2023-03-22T12:58:24.189Z


The researcher, the first Latin American to win the 660,000 euro Abel Prize, lays bare the interactions between solids and liquids, opening new doors to medicine, the automotive industry and even knowledge of the universe


The Argentine mathematician Luis Caffarelli, a 74-year-old from Buenos Aires, remains absorbed when talking about a glass of ice.

As the cubes melt, he explains enthusiastically, their edges round off, gradually creating a new world on that border between solid and liquid, a convoluted universe with changing energies and geometries.

Caffarelli has been submerged in this type of microcosm for more than four decades and has managed to describe them mathematically, with increasing precision.

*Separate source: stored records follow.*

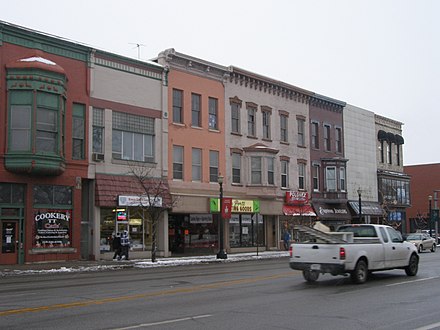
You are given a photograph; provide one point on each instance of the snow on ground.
(136, 263)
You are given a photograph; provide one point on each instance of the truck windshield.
(359, 231)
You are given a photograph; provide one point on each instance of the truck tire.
(310, 275)
(413, 266)
(360, 273)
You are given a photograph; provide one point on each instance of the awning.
(327, 211)
(299, 210)
(368, 208)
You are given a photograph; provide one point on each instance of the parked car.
(422, 241)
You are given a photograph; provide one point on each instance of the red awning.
(299, 210)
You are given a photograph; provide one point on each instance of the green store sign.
(238, 206)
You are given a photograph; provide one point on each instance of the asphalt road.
(263, 294)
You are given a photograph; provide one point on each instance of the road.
(263, 294)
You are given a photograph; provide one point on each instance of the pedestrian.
(125, 245)
(116, 244)
(286, 239)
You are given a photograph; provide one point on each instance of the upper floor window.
(284, 174)
(235, 117)
(133, 137)
(252, 122)
(213, 165)
(301, 176)
(315, 175)
(266, 124)
(196, 110)
(284, 137)
(315, 135)
(256, 170)
(196, 164)
(178, 162)
(338, 138)
(327, 141)
(301, 132)
(213, 113)
(330, 178)
(177, 106)
(98, 131)
(236, 167)
(78, 131)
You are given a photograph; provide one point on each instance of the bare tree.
(154, 199)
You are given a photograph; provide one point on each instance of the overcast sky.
(380, 55)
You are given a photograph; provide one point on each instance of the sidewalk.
(100, 265)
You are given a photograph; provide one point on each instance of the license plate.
(315, 267)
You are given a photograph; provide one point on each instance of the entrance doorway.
(9, 242)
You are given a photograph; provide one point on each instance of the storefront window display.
(246, 230)
(135, 220)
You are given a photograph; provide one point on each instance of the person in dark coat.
(116, 244)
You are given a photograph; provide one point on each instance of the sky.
(379, 55)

This Wednesday he has won the Abel Prize for this, considered the

Nobel Prize

in mathematics and endowed with 7.5 million Norwegian crowns (660,000 euros).

"You cannot reach the truth, but at least you can get closer to it, to the complexity of reality," he says by videoconference from his home in the US city of Austin, where he has been researching for a quarter of a century at the University of Texas. .

The Norwegian Academy of Sciences and Letters, which awards the award, has highlighted its "technically virtuous" results, especially in so-called free-boundary problems, such as those mathematical models of what happens at the interface between water and sea. ice, or an alloy of different molten metals that solidify at different rates.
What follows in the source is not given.